Knee: distal femur (supracondylar) fractures

Distal femur fractures are severe knee injuries that threaten the viability of the limb.

When the fractures are not displaced, nonsurgical treatment may be an option.

Most supracondylar femur fractures are treated with surgery in order to decrease the odds of deformity and stiffness.

How is the surgery done?

Most distal femur fractures are treated by plating the fracture laterally. The approach is safe, fairly routine, but the incision can be very large.

The broken fragments of bone are realigned by placing traction on the foot, and by using various clamps and temporary wires. The plate is then placed adjacent to the fracture, and screws are placed above and below the fracture.

For certain fracture patterns, it may be possible to reduce and stabilize the condyles with several screws, and then to stabilize the reconstructed condyle block to the shaft with an intramedullary nail.

What is the recovery like?

  1. The surgery marks the beginning of the healing, not the end. In the best case scenario, this type of fracture may preliminarily heal in about 2 months. Typically the time required is longer. Full healing takes 1 year.
  2. The plate and screws are not able to support anybody's weight and may fail or break or loosen. It is important to remember that it is always a race between the bone healing and the hardware failing.
  3. Patient must protect the injured knee for a minimum of 2 months. Crutches, walker, or wheelchair may be necessary in order to avoid bearing weight while the fracture heals.
  4. Physical therapy with passive and active-assisted range of motion is necessary immediately, in order to avoid excessive stiffness.
  5. Staples are removed 2 weeks after surgery. Follow up xrays are done in 2 weeks, 4 weeks, 8 weeks, 4 months, and 1 year.

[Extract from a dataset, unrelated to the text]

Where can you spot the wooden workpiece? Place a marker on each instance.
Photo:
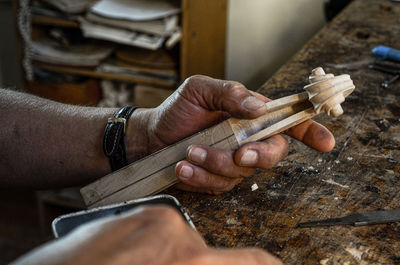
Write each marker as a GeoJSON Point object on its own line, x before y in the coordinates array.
{"type": "Point", "coordinates": [155, 173]}
{"type": "Point", "coordinates": [361, 174]}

What are the risks of surgery?

  1. As with any other surgery, there is a risk of sudden death, heart attack, stroke, etc.
  2. Risk of infection: the risk of infection is approximately 1%.
  3. As with other fracture surgeries, there is a risk of malunion, nonunion, hardware breakage, and therefore possible repeat surgery
  4. Blood clots, DVT, and PE deserve a special mention.
  5. The knee is also prone to stiffness after this type of injury.

Case study

This was an intraarticular OTA C3 closed fracture. The entire articular surface is involved. Notice the presence of three condylar lines in the lateral view. Since a knee only has two condyles, this finding indicates a split in the sagital plane of one of them.

The extent of comminution can best be appreciated by looking at the CT slices. The CT confirms the sagital plane fracture of one of the condyles (the medial condyle in the left of the axial section).

Standard lateral approach was carried out, anterior to the intermuscular septum, followed by painstaking reconstruction of the distal femoral articular surface. The condylar reconstructed fragment was held together intraoperatively with multiple K-wires, which were then removed after insertion of the permanent implants.

These are xrays done after the surgery, with alignment restored.

Physical therapy was immediate and vigorous, albeit without allowing weight bearing.

Following are xrays done at 3 months after surgery. There is some loss of alignment, but the patient was pain free, bearing weight, and motion of the knee was fluid, despite his preexisting arthritic disease.

Additional degenerative changes are possible, and his arthritis may worsen in the future. A knee replacement may be necessary. However goals of treatment of the fracture have been achieved: namely a pain-free, stable knee with good alignment.